Floyd County Jail is partnering with the local National Association on Mental Illness chapter to provide mental health services to their inmates.
The mental health of inmates has been a longstanding concern over the last 10 years, since the closing of Northwest Georgia Regional Hospital in 2011.
Thanks to a $5.2 million earmark in the 2017 special purpose, local option sales tax package, the sheriff’s office has been able to completely renovate the jail medical wing and begin on the new mental health unit.
Work began in January in block W10 in Side Five. The unit will have approximately 60 beds and house mentally ill inmates and arrestees who are coming down from drugs.
“This way they’ll be housed closer to the medical unit if there’s any complications,” said Maj. Allen Pledger, the jail administrator.
Pledger and Sheriff Dave Roberson are working closely with NAMI Rome President Jim Moore and Program Director Bonnie Moore to set up group therapy and support group discussions for the inmates.
First, they plan to start a NAMI Connection recovery support group.
“We haven’t worked out all the logistics, such as what day and how often, but that’ll be upcoming,” Jim Moore said. “The support group is going to address individual issues that are bugging them that are mental health related, and how to live in recovery following release.”

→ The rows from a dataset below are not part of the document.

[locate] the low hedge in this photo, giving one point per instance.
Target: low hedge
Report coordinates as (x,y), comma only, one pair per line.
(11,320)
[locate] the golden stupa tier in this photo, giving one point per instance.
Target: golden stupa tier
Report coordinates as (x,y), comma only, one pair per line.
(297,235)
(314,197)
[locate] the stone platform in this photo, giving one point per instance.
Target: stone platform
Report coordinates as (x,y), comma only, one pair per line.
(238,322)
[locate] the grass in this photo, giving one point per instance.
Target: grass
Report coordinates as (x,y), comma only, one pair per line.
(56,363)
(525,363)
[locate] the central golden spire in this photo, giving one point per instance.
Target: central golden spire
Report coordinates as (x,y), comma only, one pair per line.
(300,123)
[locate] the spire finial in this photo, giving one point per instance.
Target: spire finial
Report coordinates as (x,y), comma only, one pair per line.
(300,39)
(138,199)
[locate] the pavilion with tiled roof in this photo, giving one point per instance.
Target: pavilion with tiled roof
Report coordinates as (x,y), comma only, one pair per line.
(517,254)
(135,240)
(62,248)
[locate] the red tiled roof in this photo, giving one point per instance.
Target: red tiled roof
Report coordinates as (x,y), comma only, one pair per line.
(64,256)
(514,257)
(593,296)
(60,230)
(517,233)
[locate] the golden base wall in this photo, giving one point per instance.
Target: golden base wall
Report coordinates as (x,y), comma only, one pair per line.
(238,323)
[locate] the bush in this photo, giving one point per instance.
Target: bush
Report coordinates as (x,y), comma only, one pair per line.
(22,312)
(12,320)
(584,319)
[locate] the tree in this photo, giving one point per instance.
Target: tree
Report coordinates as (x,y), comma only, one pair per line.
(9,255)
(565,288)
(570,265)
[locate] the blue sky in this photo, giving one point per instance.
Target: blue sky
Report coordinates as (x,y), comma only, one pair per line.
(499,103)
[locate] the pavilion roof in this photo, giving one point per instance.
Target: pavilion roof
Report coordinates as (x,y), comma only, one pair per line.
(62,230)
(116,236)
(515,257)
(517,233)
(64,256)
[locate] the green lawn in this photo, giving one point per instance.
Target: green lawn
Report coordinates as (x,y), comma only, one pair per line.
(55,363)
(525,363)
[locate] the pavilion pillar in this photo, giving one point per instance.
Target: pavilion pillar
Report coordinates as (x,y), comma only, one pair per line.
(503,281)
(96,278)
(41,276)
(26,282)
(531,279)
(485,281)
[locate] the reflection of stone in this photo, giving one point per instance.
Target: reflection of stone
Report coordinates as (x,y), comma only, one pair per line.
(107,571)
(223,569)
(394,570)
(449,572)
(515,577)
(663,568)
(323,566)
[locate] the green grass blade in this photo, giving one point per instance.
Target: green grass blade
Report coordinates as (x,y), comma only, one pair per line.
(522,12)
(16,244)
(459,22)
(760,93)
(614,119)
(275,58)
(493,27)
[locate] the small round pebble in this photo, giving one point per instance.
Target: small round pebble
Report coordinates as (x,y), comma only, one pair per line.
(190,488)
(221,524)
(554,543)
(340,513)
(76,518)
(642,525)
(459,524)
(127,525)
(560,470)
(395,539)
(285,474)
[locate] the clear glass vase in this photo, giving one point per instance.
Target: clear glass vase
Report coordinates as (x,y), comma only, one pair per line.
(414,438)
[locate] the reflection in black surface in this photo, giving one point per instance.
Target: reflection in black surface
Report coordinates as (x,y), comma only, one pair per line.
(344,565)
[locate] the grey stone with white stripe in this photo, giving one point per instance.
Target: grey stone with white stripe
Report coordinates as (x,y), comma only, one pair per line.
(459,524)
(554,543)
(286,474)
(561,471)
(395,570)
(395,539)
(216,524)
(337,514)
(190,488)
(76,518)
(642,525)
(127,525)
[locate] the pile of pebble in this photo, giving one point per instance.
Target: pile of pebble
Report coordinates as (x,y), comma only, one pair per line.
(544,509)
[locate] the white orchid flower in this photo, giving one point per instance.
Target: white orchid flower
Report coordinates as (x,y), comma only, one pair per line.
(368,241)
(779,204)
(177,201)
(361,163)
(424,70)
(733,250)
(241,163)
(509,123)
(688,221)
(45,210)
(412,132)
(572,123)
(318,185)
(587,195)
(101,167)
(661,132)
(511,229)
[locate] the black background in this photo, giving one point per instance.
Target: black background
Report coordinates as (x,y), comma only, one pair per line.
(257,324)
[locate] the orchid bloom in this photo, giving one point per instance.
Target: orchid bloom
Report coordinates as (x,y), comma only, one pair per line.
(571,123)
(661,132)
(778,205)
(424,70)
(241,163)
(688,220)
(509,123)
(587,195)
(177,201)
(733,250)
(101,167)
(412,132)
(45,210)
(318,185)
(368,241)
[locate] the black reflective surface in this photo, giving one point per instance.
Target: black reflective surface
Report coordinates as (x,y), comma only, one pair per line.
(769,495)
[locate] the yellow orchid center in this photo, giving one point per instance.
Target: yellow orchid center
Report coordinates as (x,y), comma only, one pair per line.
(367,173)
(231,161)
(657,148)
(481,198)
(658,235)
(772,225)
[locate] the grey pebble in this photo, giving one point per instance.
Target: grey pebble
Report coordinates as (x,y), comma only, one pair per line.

NAMI Connection meetings usually last about an hour and a half and are facilitated by a “peer” — someone who also struggles with mental illness. They’re still trying to figure out who will lead the support groups when the time comes.
Pledger said local Alcoholics Anonymous and Narcotics Anonymous groups also will be coming in to talk to inmates who struggle with addiction.
All inmates also will go through the jail’s new FREED, Floyd Re-Entry Education and Discharge, program. Pledger said FREED helps inmates readjust to normal life following release with the goal of reducing recidivism.
Offender Unit Manager Jen Cronan explained that they actually have a mental health discharge planner who works with each inmate who is released from the unit.
Before release, the planner works with the offender to make sure they have housing and, if they are unemployed, to get benefits such as food stamps.
“Those benefits stop when they come to jail so we need to work to get them restarted when they leave,” Cronan said.
One of the most important items on the discharge checklist is making sure they have a picture ID so they can go to local facilities such as Highland River Center to keep up with their mental health services.
Construction on the mental health unit is on track to finish sometime in June, according to Pledger.
Block W10 will house the more severe cases and W8 will house arrestees who are inebriated and need to come down from any drugs or alcohol.
“They’ve totally gutted W10 and they’re doing a complete remodel with the mental health beds,” Pledger said. “We’re widening the doors in W9 to meet code and be ready for the less severe cases.”
Block W7 will be used as a space for the support group meetings.